A particular flair of the hamadryas project was in the use of sometimes quite dramatic field experiments to test hypotheses arising from observations of spontaneous behaviour. Kummer remarks that these too can be traced to his early embryological training, in which developing organs are experimentally transplanted. Seeking to tease apart the roles of inheritance and experience in the formation of sexual strategies, Kummer and his team therefore captured individual savannah baboons and released them into hamadryas groups, with hamadryas females released in a similar fashion as controls. The male hamadryas attempted to herd the females, harassing and biting them if they strayed too far. With transplanted females of their own species this results in the usual coherent harems of closely attached females. The savannah females also learned initially to avoid harassment by staying by the male, a habit not seen in savannah baboon society. In the longer term, however, the male could not sustain the degree of herding required and the females became more mobile and independent, as they are in groups of their own species. The results of experiments like these, together with the behaviour of baboons at the natural border between the species, suggest a limited capacity to learn the habits of the sister species and a strong tendency to revert to species-specific mating norms for both males and females.
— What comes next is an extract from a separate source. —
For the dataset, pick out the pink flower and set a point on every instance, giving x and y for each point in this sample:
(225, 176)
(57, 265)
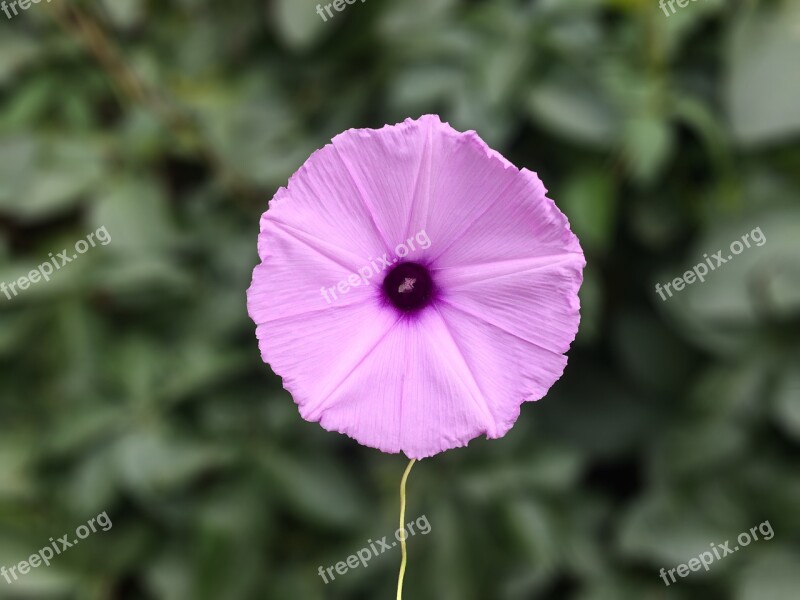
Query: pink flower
(408, 345)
In the later phases of the project, attention widened from social dynamics to the exploitation of the physical environment and further ground-breaking findings emerged, like those concerning the baboons' mental map, social negotiation over route-making, and individual differences in social versus foraging expertise. As the project matured, important insights into development at individual and social levels began to accumulate. It is tragic that such a productive research programme was cut short by the habitual folies of the primate who wages war, but Kummer's book is an inspiring record of its achievements.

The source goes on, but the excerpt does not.